Former French president Nicolas Sarkozy warned that: 

'Wearing a burkini is a political act, it's militant, a provocation. If we do not put an end to this, there is a risk that in ten years, young Muslim girls who do not want to wear the veil or burkini will be stigmatised and peer-pressured.'

Many newspaper columnists in Britain and the United States disagreed, as did the dozens of protesters who gathered outside the French embassy in London. Some of them held placards with slogans such as 'Islamophobia is not freedom'. One of the protest organisers, India Thorogood, told reporters she was there to show 'solidarity with Muslim women in France...it is never right to tell a woman what she can wear or to take her clothes off.' Will these demonstrators now protest on behalf of Afghans living in fear of the Taliban's new rules?

Last month, the Guardian published a harrowing article from an anonymous female student in Kabul. 'I can no longer wear my favourite yellow dress or pink lipstick,' she wrote, terrified of what the future might hold. 'That after 20 years of fighting for our rights and freedom, we should be hunting for burqas and hiding our identity.' It was a powerful piece. But does it square with an article the paper published in 2012, which lauded the hijab as 'feminist and empowering'?

A year later, the Observer published a lengthy article headlined 'Can the burqa be stylish?'. Yes, was the answer. 'To some it's an object of oppression, to others a graceful and modest form of expression,' said the paper, which then proudly showcased 'the women determined to make Islamic dress both a statement of choice – and fashion'.

In 2018, the Independent gave a voice to a Danish women who was outraged that her country had banned the face veil, which had left her feeling 'dehumanised'. 'I feel sad that my way of life is being suppressed by the politicians who want to force me to uncover,' she said.

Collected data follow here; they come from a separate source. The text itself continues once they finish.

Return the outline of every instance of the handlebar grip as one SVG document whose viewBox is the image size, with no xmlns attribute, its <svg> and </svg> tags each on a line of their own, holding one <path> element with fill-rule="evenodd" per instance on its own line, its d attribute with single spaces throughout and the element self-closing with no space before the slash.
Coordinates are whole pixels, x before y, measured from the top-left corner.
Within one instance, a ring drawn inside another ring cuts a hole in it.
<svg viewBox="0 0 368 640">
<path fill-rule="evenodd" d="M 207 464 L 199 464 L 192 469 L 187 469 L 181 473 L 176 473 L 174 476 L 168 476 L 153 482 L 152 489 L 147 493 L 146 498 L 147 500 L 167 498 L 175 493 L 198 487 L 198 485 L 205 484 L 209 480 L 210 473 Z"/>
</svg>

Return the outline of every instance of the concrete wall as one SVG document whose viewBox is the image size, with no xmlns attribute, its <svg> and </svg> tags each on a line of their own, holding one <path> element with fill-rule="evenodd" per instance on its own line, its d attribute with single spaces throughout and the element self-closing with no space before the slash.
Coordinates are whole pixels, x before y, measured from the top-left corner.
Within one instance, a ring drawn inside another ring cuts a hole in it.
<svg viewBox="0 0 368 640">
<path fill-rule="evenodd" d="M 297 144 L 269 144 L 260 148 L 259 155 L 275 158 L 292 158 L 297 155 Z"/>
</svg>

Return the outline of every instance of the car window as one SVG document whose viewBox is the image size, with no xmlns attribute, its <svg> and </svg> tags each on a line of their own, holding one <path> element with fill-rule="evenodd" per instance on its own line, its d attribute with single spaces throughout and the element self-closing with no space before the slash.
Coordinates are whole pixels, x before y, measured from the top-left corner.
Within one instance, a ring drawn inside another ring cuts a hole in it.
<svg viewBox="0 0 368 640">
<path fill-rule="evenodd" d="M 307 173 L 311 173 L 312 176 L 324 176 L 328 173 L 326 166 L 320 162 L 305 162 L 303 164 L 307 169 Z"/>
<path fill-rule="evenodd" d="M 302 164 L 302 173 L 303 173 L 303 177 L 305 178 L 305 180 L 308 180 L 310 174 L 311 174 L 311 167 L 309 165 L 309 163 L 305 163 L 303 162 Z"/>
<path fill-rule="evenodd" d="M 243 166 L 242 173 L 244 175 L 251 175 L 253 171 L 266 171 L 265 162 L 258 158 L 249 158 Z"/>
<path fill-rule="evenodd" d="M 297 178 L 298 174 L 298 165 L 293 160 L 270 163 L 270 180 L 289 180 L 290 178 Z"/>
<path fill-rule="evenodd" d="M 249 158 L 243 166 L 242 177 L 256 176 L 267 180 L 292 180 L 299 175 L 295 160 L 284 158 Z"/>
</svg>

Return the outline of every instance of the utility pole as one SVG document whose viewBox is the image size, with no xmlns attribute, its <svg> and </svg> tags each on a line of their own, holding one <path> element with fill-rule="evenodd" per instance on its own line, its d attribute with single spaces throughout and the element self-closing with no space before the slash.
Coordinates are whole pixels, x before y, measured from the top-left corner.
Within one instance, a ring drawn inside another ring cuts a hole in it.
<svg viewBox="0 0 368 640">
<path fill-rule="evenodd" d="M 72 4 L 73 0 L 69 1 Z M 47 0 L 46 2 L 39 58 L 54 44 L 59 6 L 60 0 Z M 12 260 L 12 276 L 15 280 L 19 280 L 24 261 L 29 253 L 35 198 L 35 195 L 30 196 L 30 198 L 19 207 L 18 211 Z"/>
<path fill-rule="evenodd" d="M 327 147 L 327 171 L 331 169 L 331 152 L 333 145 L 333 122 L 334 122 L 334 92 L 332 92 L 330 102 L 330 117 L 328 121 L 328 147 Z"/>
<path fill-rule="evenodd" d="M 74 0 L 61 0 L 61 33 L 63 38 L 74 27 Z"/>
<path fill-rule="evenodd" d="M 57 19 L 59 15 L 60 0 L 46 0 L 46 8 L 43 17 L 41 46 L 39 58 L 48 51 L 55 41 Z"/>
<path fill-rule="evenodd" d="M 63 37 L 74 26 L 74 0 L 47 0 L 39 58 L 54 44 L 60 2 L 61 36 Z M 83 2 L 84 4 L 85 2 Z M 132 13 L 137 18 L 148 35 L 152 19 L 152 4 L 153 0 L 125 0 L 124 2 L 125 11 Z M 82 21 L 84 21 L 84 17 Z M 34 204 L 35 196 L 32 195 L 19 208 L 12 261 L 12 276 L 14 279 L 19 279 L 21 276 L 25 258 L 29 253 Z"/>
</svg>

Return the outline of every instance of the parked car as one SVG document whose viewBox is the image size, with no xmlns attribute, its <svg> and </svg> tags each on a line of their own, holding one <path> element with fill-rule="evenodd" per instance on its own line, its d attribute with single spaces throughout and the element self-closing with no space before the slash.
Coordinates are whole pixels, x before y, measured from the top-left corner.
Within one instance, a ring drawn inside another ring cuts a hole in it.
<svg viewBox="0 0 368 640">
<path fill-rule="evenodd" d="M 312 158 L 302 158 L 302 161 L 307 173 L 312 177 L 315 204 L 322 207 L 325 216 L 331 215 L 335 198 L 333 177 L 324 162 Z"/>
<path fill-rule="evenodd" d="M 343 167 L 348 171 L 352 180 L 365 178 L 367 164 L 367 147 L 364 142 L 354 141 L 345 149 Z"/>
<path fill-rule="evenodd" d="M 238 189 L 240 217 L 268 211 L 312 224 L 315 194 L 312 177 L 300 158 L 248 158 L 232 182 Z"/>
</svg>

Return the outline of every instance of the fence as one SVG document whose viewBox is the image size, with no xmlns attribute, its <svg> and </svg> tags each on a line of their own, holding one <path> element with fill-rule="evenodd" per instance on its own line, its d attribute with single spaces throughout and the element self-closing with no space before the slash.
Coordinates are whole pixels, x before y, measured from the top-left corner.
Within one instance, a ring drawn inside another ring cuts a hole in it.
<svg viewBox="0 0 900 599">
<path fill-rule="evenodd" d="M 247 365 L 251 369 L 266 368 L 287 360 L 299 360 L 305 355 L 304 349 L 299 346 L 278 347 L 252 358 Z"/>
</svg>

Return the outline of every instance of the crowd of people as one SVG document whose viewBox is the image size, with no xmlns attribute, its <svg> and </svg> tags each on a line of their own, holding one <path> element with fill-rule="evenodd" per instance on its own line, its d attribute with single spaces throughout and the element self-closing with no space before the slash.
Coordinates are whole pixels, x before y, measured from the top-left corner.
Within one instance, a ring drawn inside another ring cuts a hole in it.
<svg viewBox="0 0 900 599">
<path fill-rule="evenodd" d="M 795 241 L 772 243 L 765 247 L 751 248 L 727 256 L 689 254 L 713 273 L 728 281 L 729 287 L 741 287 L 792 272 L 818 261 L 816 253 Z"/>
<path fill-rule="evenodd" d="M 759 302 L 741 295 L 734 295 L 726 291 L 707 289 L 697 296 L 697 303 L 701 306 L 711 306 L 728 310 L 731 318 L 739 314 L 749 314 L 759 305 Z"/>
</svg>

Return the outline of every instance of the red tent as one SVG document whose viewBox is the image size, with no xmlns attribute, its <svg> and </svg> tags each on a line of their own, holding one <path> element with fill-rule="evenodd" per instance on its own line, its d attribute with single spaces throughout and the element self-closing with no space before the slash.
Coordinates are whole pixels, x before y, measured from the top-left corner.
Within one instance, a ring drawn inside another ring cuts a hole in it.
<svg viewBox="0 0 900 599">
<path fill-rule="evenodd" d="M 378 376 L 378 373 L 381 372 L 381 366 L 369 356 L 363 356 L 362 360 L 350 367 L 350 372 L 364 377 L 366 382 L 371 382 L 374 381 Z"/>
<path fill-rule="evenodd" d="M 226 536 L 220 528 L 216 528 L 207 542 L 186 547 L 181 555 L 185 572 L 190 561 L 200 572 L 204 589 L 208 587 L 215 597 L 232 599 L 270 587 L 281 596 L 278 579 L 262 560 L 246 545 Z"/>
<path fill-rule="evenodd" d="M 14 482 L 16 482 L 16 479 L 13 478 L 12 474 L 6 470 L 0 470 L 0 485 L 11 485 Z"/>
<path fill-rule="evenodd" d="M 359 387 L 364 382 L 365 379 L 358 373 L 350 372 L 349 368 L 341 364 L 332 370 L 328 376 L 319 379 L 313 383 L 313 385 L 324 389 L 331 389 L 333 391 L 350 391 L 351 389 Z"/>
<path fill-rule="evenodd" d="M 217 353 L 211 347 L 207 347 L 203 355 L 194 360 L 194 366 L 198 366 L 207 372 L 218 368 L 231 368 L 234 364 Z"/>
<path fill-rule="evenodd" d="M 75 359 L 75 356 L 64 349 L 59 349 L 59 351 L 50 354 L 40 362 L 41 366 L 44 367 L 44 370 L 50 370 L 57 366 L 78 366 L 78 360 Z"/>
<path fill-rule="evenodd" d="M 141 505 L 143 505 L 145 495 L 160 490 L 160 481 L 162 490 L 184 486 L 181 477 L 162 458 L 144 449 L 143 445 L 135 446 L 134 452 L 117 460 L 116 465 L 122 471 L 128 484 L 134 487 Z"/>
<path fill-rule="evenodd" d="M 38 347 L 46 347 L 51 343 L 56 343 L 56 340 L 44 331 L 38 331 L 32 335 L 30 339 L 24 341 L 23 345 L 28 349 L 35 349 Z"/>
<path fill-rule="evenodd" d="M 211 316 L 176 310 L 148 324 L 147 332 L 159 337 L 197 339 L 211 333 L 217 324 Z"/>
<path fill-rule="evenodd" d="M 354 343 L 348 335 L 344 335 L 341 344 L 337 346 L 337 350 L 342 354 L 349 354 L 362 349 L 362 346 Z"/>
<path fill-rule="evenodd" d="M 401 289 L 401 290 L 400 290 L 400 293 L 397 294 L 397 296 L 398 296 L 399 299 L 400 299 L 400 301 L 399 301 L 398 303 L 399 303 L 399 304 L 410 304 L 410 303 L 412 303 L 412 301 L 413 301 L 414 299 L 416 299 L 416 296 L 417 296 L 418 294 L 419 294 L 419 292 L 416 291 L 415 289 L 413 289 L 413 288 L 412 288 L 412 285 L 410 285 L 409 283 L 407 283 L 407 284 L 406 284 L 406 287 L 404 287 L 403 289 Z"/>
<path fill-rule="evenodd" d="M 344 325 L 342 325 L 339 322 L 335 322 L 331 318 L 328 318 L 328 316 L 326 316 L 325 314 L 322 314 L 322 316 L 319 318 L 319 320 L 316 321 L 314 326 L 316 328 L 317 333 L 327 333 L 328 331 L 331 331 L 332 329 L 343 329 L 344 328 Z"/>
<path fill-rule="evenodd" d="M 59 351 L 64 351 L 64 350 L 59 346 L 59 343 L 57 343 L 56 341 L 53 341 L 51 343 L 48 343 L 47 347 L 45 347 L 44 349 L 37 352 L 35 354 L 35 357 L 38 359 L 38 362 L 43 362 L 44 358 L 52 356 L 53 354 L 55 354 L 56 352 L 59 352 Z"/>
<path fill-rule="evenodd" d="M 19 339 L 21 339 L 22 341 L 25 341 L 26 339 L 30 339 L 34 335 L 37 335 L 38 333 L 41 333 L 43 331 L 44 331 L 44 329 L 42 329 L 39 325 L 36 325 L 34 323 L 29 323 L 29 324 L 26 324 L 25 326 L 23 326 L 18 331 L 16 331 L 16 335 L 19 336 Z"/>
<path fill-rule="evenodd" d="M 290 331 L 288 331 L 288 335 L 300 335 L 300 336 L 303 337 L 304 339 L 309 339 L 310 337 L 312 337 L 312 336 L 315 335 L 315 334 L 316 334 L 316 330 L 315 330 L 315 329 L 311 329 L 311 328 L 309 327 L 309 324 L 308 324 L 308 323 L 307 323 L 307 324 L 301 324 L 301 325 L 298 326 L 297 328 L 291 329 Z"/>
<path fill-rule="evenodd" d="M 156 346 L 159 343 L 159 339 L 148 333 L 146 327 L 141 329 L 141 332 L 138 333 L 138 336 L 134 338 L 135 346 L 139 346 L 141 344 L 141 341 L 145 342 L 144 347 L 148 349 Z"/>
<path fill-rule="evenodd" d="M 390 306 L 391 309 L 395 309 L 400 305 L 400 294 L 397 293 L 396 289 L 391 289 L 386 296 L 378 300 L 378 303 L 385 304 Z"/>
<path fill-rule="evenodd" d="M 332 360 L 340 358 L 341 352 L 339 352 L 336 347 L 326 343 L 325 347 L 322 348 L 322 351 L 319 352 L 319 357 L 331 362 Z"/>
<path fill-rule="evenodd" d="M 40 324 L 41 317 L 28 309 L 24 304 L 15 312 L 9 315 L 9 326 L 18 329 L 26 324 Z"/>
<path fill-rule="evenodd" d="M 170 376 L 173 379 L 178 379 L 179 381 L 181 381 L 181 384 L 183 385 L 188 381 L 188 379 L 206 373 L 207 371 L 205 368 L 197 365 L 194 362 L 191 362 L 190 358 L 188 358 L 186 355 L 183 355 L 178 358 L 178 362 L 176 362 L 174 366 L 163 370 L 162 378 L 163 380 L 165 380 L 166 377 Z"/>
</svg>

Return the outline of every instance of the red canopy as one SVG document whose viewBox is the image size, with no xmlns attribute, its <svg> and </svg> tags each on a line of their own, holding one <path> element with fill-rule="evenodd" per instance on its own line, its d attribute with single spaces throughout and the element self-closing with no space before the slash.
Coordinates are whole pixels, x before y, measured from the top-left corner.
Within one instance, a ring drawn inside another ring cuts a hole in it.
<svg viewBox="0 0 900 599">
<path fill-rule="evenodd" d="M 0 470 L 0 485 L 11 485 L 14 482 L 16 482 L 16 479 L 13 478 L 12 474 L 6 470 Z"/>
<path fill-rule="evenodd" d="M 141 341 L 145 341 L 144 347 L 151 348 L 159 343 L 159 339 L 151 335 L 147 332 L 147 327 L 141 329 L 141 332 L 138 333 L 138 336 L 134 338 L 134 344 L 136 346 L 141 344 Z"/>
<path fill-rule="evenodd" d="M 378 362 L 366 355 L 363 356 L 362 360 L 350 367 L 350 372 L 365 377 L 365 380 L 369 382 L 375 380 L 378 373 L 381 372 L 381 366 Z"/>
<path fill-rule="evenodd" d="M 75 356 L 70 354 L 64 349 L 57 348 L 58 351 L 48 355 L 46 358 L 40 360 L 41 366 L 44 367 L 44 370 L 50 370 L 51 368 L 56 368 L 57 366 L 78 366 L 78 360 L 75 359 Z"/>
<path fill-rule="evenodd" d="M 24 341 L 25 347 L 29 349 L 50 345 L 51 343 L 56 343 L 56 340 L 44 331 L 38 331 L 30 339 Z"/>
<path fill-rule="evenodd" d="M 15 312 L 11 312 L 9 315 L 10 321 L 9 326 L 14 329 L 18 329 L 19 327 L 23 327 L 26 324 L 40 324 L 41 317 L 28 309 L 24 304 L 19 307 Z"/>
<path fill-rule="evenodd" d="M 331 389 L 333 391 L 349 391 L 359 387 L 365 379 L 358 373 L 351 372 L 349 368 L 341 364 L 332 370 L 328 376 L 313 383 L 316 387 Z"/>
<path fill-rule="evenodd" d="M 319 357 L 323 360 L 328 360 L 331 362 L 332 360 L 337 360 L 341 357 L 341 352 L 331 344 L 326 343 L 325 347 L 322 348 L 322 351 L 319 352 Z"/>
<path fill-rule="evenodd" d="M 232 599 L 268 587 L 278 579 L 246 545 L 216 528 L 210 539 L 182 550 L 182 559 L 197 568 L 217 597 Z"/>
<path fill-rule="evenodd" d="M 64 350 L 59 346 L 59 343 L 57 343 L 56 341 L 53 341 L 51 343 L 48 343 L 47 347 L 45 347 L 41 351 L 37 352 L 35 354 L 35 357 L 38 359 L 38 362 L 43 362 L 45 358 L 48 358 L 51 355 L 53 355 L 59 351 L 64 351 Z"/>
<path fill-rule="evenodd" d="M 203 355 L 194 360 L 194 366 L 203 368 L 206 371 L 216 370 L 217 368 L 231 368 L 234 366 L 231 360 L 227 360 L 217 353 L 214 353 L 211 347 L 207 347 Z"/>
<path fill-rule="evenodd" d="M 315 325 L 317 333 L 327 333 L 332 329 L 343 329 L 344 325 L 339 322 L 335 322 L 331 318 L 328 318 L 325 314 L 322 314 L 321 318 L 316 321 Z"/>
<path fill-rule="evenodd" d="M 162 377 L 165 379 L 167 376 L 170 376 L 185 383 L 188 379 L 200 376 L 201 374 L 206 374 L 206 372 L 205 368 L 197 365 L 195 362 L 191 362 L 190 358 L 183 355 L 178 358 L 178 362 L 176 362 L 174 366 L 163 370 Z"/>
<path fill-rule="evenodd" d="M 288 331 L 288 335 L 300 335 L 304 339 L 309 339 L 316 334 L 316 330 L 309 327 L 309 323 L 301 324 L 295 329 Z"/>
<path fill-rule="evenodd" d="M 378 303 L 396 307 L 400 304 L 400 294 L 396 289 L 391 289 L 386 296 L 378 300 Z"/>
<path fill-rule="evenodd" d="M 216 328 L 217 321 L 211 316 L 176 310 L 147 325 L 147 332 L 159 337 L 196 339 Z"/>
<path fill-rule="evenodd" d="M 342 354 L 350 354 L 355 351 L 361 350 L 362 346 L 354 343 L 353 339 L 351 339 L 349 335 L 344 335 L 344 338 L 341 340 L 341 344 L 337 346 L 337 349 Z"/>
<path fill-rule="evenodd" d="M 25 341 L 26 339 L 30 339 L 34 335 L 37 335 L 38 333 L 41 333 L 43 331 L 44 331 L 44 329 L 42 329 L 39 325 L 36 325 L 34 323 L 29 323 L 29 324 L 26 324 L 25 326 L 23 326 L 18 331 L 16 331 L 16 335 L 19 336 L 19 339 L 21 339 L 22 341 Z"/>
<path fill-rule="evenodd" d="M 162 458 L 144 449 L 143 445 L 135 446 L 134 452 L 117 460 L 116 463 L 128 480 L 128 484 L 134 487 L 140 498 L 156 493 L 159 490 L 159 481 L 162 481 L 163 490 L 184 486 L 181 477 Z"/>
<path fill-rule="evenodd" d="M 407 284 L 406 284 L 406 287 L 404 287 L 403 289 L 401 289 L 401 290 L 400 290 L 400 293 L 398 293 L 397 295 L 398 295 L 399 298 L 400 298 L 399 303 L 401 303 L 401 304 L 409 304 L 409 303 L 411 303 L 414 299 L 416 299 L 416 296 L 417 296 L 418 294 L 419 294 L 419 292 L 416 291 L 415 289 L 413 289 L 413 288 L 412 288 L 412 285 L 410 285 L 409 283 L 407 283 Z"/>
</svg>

Who will speak out for those in Afghanistan forced to cover up? When France implemented a ban on headscarves and other religious symbols from schools in 2004, Human Rights Watch called it 'discriminatory' and claimed it 'disproportionately affected Muslim girls'. In fact, a ban had been introduced ten years earlier, but its enforcement was lax and the government only enshrined it into law in 2004. 

Has the ban had a positive effect? A book published last month in France, Three Lessons about the Republican School, suggested it might have done. Among Muslim women born in France before 1970 – prior to the enforcement of the law – only one in two achieved their baccalauréat (compared to 62 per cent of non-Muslim girls); subsequently, among young Muslim women born after 1990 – and who therefore went to school after the ban on wearing the veil – this success rate has risen to 68 per cent.

Did the ban help these pupils? Whether it did or not, what is clear is that the burkini is not part of French culture, just as those brave Afghan women are right to protest that the burqa and niqab are not part of their culture. They belong to no culture other than the one that seeks to keep women in servitude. If even Shamima Begum realises that, will others in the west do the same?